For departing Bay Area tech workers, the most common post-departure issues are: equity compensation that vested while you worked in California (see RSU discussion above), deferred compensation plans that were funded during California residency, and continuing income from California-based pass-through entities. Each of these requires separate analysis under California's sourcing rules, and the calculations can be complicated when you have multiple years with mixed residency.

About Sam Brotman

I'm Sam Brotman, a tax attorney and CPA based in San Diego. I hold a JD and an LL.M. in Taxation. I've represented more than 400 clients in tax audits and disputes, with over $1 billion resolved across all levels of federal and state tax controversy — including FTB matters throughout California.

My practice is built around tax controversy: IRS audits, FTB audits, EDD matters, CDTFA matters, and criminal tax defense. I work with individuals, business owners, and executives, and I handle FTB cases from San Diego to San Francisco to Sacramento. Distance isn't a barrier for FTB matters — the process is almost entirely written, and I appear before the OTA and handle FTB protests for clients anywhere in California.

If you have an FTB notice, a residency dispute, or an equity compensation question, I'm happy to discuss it. Book a free 15-minute call and let's figure out where you actually stand.

Frequently Asked Questions

What is the difference between a California FTB audit and an IRS audit?

The FTB audits California state income tax returns; the IRS audits federal returns. The two agencies share information under a formal agreement, so an IRS audit finding often triggers an FTB audit. FTB auditors issue a Notice of Proposed Assessment; the IRS uses a 30-day letter and Form 4549. The FTB protest process runs through FTB's appeals unit, then to the Office of Tax Appeals (OTA) in Sacramento if unresolved. Procedurally they're parallel systems, but the substantive rules are different and the California-specific issues — residency, source income, equity compensation — require separate analysis.

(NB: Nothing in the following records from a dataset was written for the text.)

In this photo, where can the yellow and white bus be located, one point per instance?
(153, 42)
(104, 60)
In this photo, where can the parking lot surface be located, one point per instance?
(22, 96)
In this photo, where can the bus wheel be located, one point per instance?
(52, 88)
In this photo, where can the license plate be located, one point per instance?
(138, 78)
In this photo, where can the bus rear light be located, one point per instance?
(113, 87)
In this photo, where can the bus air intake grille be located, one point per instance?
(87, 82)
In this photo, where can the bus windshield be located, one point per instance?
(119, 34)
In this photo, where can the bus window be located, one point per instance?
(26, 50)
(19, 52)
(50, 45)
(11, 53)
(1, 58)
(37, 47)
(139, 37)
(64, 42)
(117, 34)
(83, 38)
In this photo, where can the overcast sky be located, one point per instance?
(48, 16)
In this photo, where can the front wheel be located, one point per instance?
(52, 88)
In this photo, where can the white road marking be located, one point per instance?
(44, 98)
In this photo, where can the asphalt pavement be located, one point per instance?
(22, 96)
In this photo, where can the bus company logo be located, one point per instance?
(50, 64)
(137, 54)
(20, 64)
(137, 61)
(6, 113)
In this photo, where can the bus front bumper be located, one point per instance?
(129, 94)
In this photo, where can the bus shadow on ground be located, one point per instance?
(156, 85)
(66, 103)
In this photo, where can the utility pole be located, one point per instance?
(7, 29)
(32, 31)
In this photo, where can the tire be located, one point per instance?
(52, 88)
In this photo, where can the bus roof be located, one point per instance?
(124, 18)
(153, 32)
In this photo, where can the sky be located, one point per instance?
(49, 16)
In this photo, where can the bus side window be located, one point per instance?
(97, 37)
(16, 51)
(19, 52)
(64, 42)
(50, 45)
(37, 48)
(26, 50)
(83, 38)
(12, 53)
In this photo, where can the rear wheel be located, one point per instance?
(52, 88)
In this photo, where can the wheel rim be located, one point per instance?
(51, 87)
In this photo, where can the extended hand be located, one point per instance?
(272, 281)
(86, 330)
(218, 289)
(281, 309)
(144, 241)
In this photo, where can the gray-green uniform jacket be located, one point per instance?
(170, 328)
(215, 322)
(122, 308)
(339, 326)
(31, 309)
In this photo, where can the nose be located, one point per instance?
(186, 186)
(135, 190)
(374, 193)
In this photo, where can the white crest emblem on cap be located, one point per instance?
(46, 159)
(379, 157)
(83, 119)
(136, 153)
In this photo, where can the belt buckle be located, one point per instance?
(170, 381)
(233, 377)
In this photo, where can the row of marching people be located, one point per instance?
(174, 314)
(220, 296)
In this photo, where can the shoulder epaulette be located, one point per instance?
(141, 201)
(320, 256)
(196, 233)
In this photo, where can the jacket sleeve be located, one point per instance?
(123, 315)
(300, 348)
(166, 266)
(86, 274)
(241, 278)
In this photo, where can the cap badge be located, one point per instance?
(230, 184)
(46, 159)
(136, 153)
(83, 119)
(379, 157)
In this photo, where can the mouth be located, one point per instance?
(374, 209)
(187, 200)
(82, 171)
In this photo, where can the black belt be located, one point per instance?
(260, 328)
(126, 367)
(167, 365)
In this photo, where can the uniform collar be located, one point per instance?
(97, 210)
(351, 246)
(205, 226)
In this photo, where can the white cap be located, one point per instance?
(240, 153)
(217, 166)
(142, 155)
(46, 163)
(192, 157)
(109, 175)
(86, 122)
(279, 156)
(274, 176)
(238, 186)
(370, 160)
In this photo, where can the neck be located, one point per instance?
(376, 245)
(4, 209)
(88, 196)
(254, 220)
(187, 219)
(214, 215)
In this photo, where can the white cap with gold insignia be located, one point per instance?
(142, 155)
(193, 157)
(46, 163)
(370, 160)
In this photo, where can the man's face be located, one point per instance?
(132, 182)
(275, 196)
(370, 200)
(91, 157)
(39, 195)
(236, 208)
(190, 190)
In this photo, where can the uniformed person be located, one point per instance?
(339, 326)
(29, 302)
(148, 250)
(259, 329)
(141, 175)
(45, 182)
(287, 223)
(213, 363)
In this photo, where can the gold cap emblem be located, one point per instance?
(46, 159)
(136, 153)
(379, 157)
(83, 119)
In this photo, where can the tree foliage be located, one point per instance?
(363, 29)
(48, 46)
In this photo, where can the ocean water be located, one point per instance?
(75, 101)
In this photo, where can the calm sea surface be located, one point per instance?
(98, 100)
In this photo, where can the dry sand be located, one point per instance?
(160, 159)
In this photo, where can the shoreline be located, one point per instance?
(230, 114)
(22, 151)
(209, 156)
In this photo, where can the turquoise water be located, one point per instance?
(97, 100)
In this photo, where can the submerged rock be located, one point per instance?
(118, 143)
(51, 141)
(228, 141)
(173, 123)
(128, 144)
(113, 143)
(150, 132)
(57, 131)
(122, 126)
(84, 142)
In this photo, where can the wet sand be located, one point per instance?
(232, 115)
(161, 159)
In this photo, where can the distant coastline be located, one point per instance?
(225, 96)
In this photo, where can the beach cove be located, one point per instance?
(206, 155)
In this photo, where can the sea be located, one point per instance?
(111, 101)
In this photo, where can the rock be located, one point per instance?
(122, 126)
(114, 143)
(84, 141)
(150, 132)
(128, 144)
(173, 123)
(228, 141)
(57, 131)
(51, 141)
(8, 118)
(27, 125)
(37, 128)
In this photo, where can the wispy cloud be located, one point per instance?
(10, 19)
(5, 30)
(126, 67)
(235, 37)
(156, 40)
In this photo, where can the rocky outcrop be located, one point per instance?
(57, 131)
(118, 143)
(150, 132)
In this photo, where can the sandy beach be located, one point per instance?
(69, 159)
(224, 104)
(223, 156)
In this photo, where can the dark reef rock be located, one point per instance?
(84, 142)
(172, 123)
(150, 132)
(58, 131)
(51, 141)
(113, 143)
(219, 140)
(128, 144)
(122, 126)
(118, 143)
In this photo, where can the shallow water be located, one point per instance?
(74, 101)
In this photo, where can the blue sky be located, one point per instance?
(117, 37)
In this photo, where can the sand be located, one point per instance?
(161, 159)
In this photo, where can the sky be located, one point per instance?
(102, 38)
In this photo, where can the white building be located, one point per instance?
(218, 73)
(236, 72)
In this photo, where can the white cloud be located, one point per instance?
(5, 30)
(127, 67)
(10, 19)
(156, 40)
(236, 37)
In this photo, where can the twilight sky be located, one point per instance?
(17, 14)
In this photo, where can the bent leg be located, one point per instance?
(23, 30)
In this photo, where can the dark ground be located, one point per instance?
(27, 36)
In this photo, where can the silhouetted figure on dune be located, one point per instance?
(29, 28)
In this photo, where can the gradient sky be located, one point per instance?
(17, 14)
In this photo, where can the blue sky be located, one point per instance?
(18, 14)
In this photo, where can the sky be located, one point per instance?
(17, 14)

How long does the FTB have to audit me?

The standard FTB limitations period is four years from the later of the return due date or the filing date, under Cal. R&TC § 19057. If you substantially understated income — more than 25% — the FTB gets six years. No limit applies if you never filed or filed a fraudulent return. One important exception: if the IRS makes a federal adjustment and you don't report it to the FTB under Cal. R&TC § 18622, the limitations period on that adjustment never runs.

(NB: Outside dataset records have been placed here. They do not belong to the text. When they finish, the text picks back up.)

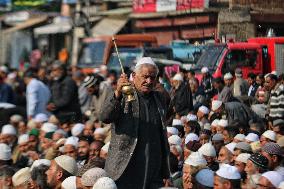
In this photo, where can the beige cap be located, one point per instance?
(22, 176)
(67, 163)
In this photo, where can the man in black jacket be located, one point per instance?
(64, 101)
(139, 149)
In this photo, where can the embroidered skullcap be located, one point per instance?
(272, 149)
(274, 178)
(90, 177)
(259, 160)
(228, 172)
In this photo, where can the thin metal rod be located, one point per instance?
(116, 50)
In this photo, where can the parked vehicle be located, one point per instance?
(258, 55)
(96, 51)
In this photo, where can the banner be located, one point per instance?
(144, 6)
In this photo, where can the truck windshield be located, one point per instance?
(91, 54)
(128, 58)
(209, 57)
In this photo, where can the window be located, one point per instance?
(239, 58)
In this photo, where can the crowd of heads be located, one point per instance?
(208, 150)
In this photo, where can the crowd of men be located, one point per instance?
(61, 128)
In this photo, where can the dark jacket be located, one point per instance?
(64, 94)
(124, 130)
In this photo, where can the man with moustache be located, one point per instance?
(139, 150)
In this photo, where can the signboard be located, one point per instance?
(144, 6)
(5, 5)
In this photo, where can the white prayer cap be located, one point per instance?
(204, 109)
(72, 141)
(90, 177)
(191, 137)
(5, 152)
(195, 159)
(217, 137)
(215, 122)
(204, 70)
(216, 104)
(207, 126)
(228, 76)
(223, 123)
(48, 127)
(23, 139)
(205, 177)
(231, 147)
(174, 140)
(77, 129)
(67, 163)
(281, 185)
(69, 183)
(62, 132)
(228, 172)
(40, 118)
(39, 162)
(177, 122)
(191, 117)
(21, 176)
(100, 131)
(106, 147)
(274, 177)
(9, 130)
(172, 130)
(105, 183)
(252, 137)
(240, 137)
(243, 157)
(145, 60)
(178, 77)
(270, 135)
(207, 150)
(16, 118)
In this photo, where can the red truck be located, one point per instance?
(257, 55)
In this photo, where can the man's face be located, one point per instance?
(240, 166)
(6, 182)
(24, 147)
(51, 175)
(228, 82)
(70, 150)
(88, 130)
(217, 144)
(46, 143)
(94, 150)
(93, 90)
(83, 149)
(220, 185)
(270, 83)
(224, 156)
(227, 138)
(145, 79)
(264, 183)
(33, 142)
(250, 168)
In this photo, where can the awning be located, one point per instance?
(109, 26)
(59, 25)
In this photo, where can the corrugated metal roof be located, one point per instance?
(109, 26)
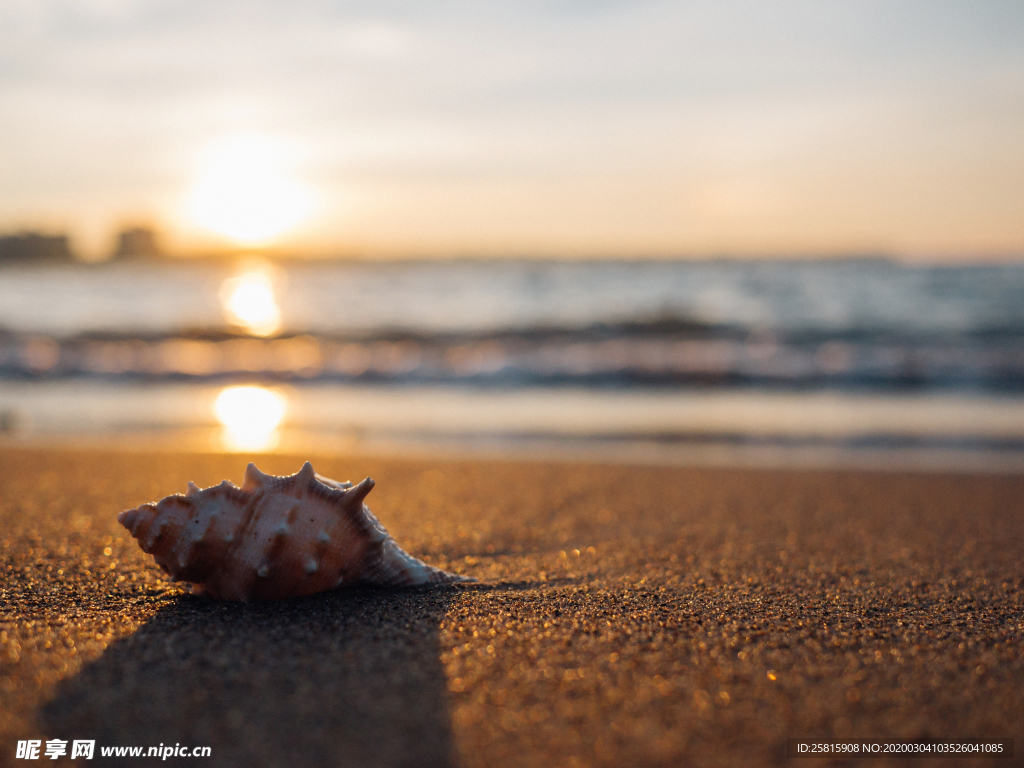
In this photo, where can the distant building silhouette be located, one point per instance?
(34, 247)
(136, 241)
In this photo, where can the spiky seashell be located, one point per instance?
(275, 538)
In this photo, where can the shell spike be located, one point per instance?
(356, 494)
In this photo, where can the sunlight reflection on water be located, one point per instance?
(250, 417)
(249, 300)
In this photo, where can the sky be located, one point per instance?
(541, 127)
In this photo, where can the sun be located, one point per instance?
(247, 190)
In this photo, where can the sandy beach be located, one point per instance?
(625, 616)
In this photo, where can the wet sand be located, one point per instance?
(626, 616)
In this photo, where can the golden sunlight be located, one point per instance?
(250, 417)
(249, 301)
(247, 192)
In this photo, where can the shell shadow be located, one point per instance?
(345, 678)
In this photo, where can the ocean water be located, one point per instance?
(807, 355)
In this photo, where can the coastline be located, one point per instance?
(710, 614)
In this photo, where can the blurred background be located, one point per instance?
(680, 231)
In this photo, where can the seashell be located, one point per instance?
(275, 538)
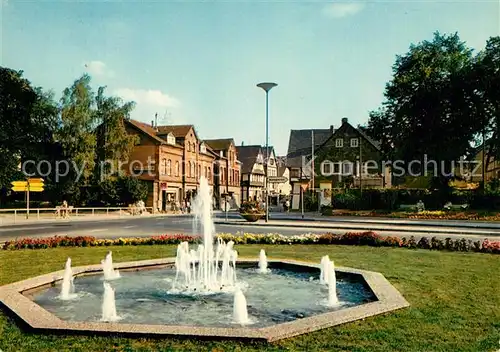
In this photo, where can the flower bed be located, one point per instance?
(423, 215)
(367, 238)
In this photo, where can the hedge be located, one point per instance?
(367, 238)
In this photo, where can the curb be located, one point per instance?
(404, 222)
(360, 228)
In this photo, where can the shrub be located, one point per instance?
(251, 207)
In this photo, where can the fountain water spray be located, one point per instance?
(108, 304)
(332, 285)
(67, 287)
(206, 269)
(325, 264)
(262, 262)
(107, 268)
(240, 313)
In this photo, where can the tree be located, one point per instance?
(114, 144)
(28, 116)
(76, 133)
(485, 85)
(427, 108)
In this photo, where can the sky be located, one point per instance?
(198, 63)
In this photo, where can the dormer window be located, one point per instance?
(171, 139)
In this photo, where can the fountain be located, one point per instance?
(325, 263)
(202, 289)
(67, 287)
(205, 270)
(240, 313)
(108, 304)
(107, 268)
(332, 285)
(262, 262)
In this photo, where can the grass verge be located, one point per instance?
(454, 297)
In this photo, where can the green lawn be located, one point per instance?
(454, 297)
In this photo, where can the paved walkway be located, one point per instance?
(381, 220)
(456, 228)
(10, 220)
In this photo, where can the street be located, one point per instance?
(156, 225)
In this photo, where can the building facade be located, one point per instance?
(343, 158)
(228, 173)
(252, 172)
(300, 148)
(171, 160)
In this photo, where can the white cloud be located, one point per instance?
(343, 9)
(148, 97)
(149, 102)
(98, 69)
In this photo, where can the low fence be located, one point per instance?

Can the FTB garnish my wages or levy my bank account?

Yes. The FTB issues an Earnings Withholding Order to employers and an Order to Withhold to financial institutions, both without a court judgment. It can also intercept California tax refunds, suspend your driver's license and professional licenses, and record a Notice of State Tax Lien against your California real property. The FTB collection statute is 20 years under Cal. R&TC § 19255 — significantly longer than the IRS's 10-year window.

Does California have an Offer in Compromise program?

Yes, under Cal. R&TC § 19443. The California OIC program works similarly to the IRS version: you submit a financial disclosure showing your assets and income, and the FTB evaluates whether settling for less than you owe makes more sense than continued collection. Unlike the IRS, the FTB does not require a 20% non-refundable deposit when you submit the offer. It's a real resolution option for taxpayers with large FTB balances and limited ability to pay — not common, but not rare either.